The cells of the adaptive immune system consist of two forms of highly mobile lymphocytes, derived from haematopoietic stem cells in the bone marrow (Fig. 1). T lymphocytes mature in the thymus and are the effector cells of the adaptive immune response. B lymphocytes mature in the bone marrow and produce antibodies.15 Following maturation, lymphocytes migrate to secondary lymphoid organs, such as the lymph nodes and spleen. For effective activation of the adaptive immune response, naive T cells must be activated by antigen‐presenting cells (APCs). Infection of a tissue leads to the stimulation of pattern recognition receptors (PRRs), resulting in the generation of cytokines, which results in maturation of APCs including dendritic cells (DCs). Mature DCs then migrate to the secondary lymphoid organs where they can interact with naive T cells.17 Following successful interaction, the naive T cells rapidly proliferate and differentiate into effector CD4+ T lymphocytes (Fig. 1). These cells produce multiple cytokines that activate immune cells such as macrophages and CD8+ T cells to destroy the infection. They also prime B cells to generate antibodies to target pathogens for destruction.17 After effective pathogen clearance, some B and T cells undergo differentiation into memory cells, which persist for a long period of time in lymph nodes and peripheral circulation, to confer protection against future reinfection, rapidly differentiating into effector cells to provide a more efficient and tailored response.18

Figure 1.

Figure 1

Cells of the adaptive immune system. Cells of the adaptive immune system are derived from haematopoietic stem cells in the bone marrow. B cells mature in the bone marrow, whereas T cells mature in the thymus.
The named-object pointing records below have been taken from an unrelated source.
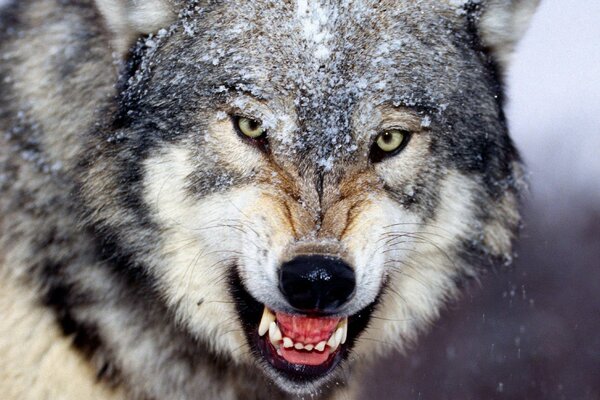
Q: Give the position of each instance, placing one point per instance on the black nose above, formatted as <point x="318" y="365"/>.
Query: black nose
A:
<point x="316" y="283"/>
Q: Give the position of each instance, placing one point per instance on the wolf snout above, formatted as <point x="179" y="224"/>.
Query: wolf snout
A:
<point x="317" y="283"/>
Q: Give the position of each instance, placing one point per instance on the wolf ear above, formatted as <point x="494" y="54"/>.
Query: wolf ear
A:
<point x="502" y="23"/>
<point x="127" y="19"/>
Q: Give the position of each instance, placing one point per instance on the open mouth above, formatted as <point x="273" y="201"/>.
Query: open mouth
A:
<point x="302" y="346"/>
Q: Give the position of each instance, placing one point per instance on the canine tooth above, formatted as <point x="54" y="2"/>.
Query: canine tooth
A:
<point x="274" y="334"/>
<point x="332" y="342"/>
<point x="339" y="333"/>
<point x="344" y="330"/>
<point x="265" y="321"/>
<point x="287" y="343"/>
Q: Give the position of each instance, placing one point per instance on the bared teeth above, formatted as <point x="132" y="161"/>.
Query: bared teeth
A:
<point x="265" y="321"/>
<point x="274" y="334"/>
<point x="321" y="346"/>
<point x="344" y="326"/>
<point x="287" y="343"/>
<point x="268" y="324"/>
<point x="333" y="343"/>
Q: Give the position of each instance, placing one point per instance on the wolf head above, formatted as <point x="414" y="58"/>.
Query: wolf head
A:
<point x="306" y="183"/>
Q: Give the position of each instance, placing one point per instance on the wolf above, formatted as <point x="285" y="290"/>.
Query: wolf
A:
<point x="244" y="200"/>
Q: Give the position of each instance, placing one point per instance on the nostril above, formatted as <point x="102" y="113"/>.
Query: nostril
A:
<point x="316" y="283"/>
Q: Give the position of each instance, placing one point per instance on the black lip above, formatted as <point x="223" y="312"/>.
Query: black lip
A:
<point x="250" y="312"/>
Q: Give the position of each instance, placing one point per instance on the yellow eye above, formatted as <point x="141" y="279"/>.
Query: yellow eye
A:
<point x="389" y="141"/>
<point x="251" y="128"/>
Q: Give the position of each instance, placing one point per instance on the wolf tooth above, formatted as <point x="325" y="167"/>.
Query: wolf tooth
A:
<point x="199" y="198"/>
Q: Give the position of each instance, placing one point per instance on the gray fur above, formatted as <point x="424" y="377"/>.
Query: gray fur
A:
<point x="83" y="125"/>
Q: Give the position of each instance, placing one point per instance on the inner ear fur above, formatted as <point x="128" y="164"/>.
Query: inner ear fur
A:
<point x="128" y="19"/>
<point x="501" y="25"/>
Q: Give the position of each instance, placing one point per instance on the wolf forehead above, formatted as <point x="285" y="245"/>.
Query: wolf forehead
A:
<point x="328" y="66"/>
<point x="329" y="55"/>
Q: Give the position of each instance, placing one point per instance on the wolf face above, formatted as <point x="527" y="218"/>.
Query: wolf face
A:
<point x="303" y="184"/>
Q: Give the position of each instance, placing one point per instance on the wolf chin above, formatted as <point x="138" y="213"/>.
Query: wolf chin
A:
<point x="227" y="200"/>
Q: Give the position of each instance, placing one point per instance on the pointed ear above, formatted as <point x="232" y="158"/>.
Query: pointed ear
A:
<point x="127" y="19"/>
<point x="502" y="23"/>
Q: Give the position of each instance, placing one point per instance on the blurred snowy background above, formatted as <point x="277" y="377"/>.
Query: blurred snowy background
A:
<point x="532" y="332"/>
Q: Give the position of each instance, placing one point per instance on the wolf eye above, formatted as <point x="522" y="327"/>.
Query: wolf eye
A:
<point x="249" y="127"/>
<point x="389" y="143"/>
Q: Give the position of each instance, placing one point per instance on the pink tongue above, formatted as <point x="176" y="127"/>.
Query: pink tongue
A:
<point x="294" y="356"/>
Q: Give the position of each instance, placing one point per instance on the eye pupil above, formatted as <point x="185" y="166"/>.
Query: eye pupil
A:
<point x="389" y="143"/>
<point x="387" y="137"/>
<point x="249" y="127"/>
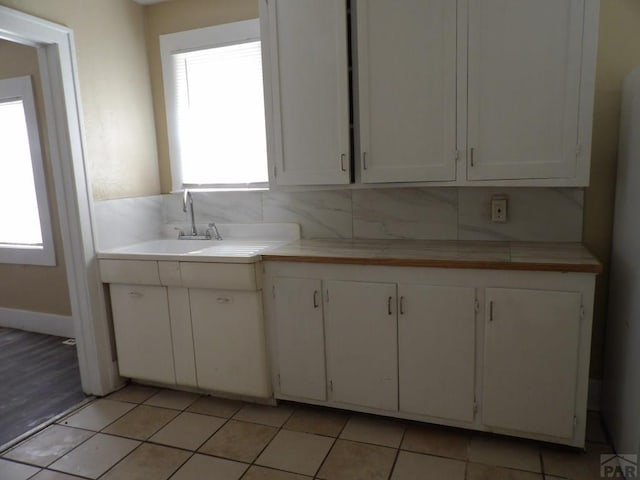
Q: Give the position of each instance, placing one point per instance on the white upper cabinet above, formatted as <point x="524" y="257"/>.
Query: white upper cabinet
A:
<point x="406" y="63"/>
<point x="443" y="92"/>
<point x="525" y="60"/>
<point x="307" y="80"/>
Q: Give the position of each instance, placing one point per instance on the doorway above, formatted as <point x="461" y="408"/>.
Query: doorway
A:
<point x="64" y="141"/>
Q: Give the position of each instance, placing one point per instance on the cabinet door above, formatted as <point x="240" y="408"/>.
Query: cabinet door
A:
<point x="300" y="337"/>
<point x="407" y="90"/>
<point x="143" y="332"/>
<point x="362" y="343"/>
<point x="436" y="343"/>
<point x="524" y="88"/>
<point x="307" y="54"/>
<point x="229" y="342"/>
<point x="531" y="360"/>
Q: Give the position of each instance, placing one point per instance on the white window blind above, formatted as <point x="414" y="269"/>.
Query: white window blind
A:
<point x="20" y="223"/>
<point x="25" y="225"/>
<point x="218" y="129"/>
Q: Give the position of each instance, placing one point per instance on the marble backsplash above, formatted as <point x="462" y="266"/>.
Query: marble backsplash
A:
<point x="535" y="214"/>
<point x="127" y="220"/>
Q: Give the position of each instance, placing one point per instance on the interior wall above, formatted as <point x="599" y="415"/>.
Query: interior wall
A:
<point x="20" y="281"/>
<point x="177" y="16"/>
<point x="618" y="54"/>
<point x="115" y="98"/>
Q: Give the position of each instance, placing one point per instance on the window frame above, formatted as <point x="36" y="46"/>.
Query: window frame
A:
<point x="192" y="40"/>
<point x="21" y="88"/>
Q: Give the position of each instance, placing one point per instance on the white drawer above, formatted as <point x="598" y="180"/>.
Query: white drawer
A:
<point x="227" y="276"/>
<point x="137" y="272"/>
<point x="170" y="273"/>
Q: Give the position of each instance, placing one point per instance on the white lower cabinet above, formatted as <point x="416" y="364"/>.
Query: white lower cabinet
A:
<point x="490" y="350"/>
<point x="173" y="326"/>
<point x="143" y="332"/>
<point x="228" y="335"/>
<point x="436" y="350"/>
<point x="300" y="337"/>
<point x="362" y="343"/>
<point x="531" y="360"/>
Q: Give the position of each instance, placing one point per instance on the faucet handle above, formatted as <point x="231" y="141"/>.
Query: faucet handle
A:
<point x="212" y="231"/>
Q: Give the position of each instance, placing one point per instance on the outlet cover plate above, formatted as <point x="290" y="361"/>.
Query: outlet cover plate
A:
<point x="499" y="209"/>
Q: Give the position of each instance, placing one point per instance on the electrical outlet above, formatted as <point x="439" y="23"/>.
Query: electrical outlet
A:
<point x="498" y="209"/>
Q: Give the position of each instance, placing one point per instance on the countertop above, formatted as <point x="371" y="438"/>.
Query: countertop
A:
<point x="538" y="256"/>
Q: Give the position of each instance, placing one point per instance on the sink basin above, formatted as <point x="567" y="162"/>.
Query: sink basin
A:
<point x="196" y="248"/>
<point x="242" y="243"/>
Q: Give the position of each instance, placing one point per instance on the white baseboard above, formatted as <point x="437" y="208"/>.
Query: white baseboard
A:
<point x="47" y="323"/>
<point x="595" y="394"/>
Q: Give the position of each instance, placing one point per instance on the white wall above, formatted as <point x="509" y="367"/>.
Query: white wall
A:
<point x="622" y="361"/>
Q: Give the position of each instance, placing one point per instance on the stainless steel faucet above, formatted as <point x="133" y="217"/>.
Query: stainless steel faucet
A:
<point x="187" y="203"/>
<point x="212" y="231"/>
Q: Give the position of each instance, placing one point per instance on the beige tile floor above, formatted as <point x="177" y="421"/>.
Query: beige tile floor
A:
<point x="142" y="433"/>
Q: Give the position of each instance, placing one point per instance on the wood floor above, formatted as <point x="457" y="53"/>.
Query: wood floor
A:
<point x="39" y="379"/>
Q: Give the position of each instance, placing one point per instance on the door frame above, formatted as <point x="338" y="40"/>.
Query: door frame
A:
<point x="58" y="69"/>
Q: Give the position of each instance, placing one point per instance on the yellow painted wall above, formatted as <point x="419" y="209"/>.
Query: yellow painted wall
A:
<point x="118" y="125"/>
<point x="19" y="282"/>
<point x="114" y="87"/>
<point x="177" y="16"/>
<point x="618" y="54"/>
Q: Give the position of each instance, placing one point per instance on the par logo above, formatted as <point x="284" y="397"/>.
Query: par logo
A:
<point x="619" y="466"/>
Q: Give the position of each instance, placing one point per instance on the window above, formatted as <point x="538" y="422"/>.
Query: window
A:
<point x="25" y="226"/>
<point x="215" y="106"/>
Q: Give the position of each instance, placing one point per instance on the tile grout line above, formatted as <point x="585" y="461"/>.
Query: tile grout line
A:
<point x="395" y="460"/>
<point x="253" y="462"/>
<point x="333" y="444"/>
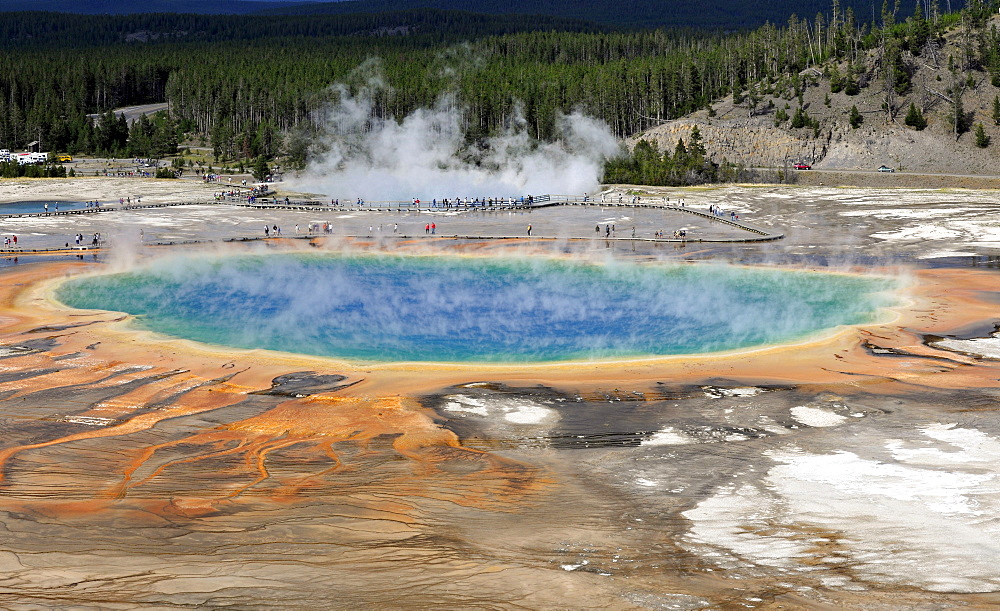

T cells can be classified as CD8+ (cytotoxic) or CD4+ (helper). CD4+ T cells can be further classified into subsets [including T helper type 1 (Th1), Th2, Th17 and regulatory T (Treg) cells] according to protein expression and function. After an encounter with an antigen, T cells may transform into long‐lived memory T cells. B cells and CD4+ T cells have been shown to possess intrinsic clockwork machinery.

Circadian rhythms in the adaptive immune response

We know that clock genes exist within T and B cells,19, 20 but very few studies have been carried out to fully characterize their influence on immune function. Clock genes are rhythmically expressed in mouse lymph nodes,21, 22 and this rhythmicity is lost in circadian mutant mice.21 Circadian clock proteins have been shown to be important in the differentiation of T cells. Knockout of rar‐related orphan receptor (ROR)α or RORγ impairs T helper type 17 (Th17) cell development. Double knockout results in ablation of Th17 development.23, 24 CD4+ T cells purified from human blood over the course of the circadian day have been shown to display rhythmicity in clock gene expression.20 Rhythmic clock gene expression can be maintained in CD4+ T cells cultured in vitro, and CD4+ T cells isolated from PER2::luciferase mouse spleen and thymus display rhythmicity in bioluminescence.20 Finally, B cells isolated from the spleens of mice housed under a 12:12 light:dark cycle or under constant darkness show rhythmicity in clock gene expression.19 Although work has been carried out on CD4+ T cells and B cells, it is unknown whether CD8+ T cells express independently rhythmic clock components, nor whether individual subsets of T and B lymphocytes exhibit variation in the robustness of their rhythms.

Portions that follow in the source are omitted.